An Anthology in Thirty Volumes. 1917.

The Moral Responsibility of the Novelist

By Anthony Trollope (1815–1882)

From the ‘Autobiography’

A VAST proportion of the teaching of the day—greater, probably, than many of us have acknowledged to ourselves—comes from novels which are in the hands of all readers. It is from them that girls learn what is expected from them, and what they are to expect, when lovers come; and also from them that young men unconsciously learn what are, or should be, or may be, the charms of love,—though I fancy that few young men will think so little of their natural instincts and powers as to believe that I am right in saying so. Many other lessons also are taught. In these times, when the desire to be honest is pressed so hard, is so violently assaulted by the ambition to be great; in which riches are the easiest road to greatness; when the temptations to which men are subjected dull their eyes to the perfected iniquities of others; when it is so hard for a man to decide vigorously that the pitch which so many are handling will defile him if it be touched,—men’s conduct will be actuated much by that which is from day to day depicted to them as leading to glorious or inglorious results…. The young man who in a novel becomes a hero, perhaps a Member of Parliament, and almost a prime minister, by trickery, falsehood, and flash cleverness, will have many followers, whose attempts to rise in the world ought to lie heavily on the conscience of the novelists who create fictitious Cagliostros….

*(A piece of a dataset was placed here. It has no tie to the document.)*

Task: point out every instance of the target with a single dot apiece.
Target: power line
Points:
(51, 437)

Thinking of all this, as a novelist surely must do,—as I certainly have done through my whole career,—it becomes to him a matter of deep conscience how he shall handle those characters by whose words and doings he hopes to interest his readers…. The writer of stories must please, or he will be nothing. And he must teach, whether he wish to teach or no. How shall he teach lessons of virtue, and at the same time make himself a delight to his readers? The novelist, if he have a conscience, must preach his sermons with the same purpose as the clergyman, and must have his own system of ethics. If he can do this efficiently, if he can make virtue alluring and vice ugly, while he charms his readers instead of wearying them, then I think Mr. Carlyle need not call him distressed, nor talk of that long ear of fiction, nor question whether he be or not the most foolish of existing mortals.